March 4, 2013
All Aboard the Belching China Express (or How China Holds Our Fate In Its Hands)
China has the size, the wealth, and the “political will” capable of leading us to a cleaner, greener future
The recent news that China would impose a modest carbon tax in 2015 had me thinking about that country’s global environmental role. Up to this point, despite the various “eco-cities” in development there, that role has largely been relegated to poster-child-for-ecological- degradation. But here’s a perverse, unsettling, weirdly paradoxical thought: the political regime in China—autocratic, brutal, corrupt, nominally Communist, and quasi-oligarchic—may hold the key to the earth’s survival.
A couple of years ago I asked the environmental activist and author Paul Hawken if a rapidly modernizing China would drag us off the cliff or maybe, eventually, lead us across the river:
“Although China’s form of governance is unacceptable and will bite it in the end, it can adapt faster to ecological exigencies than we can. They may be building coal-fired power plants at a blistering pace, but they do not have leaders who are skeptical of science, deny climatology, or doubt evolution.”

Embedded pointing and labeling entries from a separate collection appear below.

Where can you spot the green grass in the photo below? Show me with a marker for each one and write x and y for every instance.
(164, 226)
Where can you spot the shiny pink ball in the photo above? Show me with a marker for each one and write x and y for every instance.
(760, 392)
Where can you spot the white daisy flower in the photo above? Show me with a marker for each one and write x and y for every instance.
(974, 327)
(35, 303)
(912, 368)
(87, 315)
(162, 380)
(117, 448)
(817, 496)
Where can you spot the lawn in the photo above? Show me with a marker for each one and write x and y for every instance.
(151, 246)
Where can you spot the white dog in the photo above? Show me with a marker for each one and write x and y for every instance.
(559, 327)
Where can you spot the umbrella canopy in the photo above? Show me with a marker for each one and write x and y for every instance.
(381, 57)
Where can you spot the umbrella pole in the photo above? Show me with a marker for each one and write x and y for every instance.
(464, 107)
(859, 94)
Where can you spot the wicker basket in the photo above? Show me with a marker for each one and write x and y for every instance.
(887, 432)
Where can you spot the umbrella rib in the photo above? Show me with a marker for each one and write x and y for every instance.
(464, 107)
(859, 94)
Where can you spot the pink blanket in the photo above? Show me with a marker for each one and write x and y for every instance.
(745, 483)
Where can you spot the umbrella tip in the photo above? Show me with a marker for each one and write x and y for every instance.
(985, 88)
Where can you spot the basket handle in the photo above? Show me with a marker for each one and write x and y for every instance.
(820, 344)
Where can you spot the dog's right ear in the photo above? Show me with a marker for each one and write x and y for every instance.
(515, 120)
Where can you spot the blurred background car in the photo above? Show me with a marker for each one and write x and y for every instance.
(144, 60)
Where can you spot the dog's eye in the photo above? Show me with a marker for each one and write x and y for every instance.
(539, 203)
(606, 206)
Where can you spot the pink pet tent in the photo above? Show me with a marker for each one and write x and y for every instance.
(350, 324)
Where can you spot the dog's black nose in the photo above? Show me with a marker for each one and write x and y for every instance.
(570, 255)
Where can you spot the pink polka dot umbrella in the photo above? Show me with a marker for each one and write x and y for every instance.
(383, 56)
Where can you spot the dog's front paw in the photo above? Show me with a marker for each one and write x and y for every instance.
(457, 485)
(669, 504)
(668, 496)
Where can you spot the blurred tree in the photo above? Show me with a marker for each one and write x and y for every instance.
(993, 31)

It’s true. Whether we want to admit or not, China has the size, the growing wealth, and (pardon the euphemism) the “political will” capable of leading us to a cleaner, greener future. While we’re likely to bicker, endlessly, the leaders of China possess the power to decree. As Americans, of course, we in different contexts abhor that power. But undemocratic China is likely to remain that way for the foreseeable future (the last thing we want, in fact, is an unstable China). Their ability to unilaterally decide, however flawed and ugly, does offer hope for rapid progress on the environment front. A carbon-neutral China by 2030? It could conceivably happen if the exceedingly small circle of men who run that country of 1.5 billion decided: Enough is enough—even we can’t breathe! So, a note to China’s autocratic leaders: more environmental decrees, please (and while you’re at it, lighten up on the dissidents).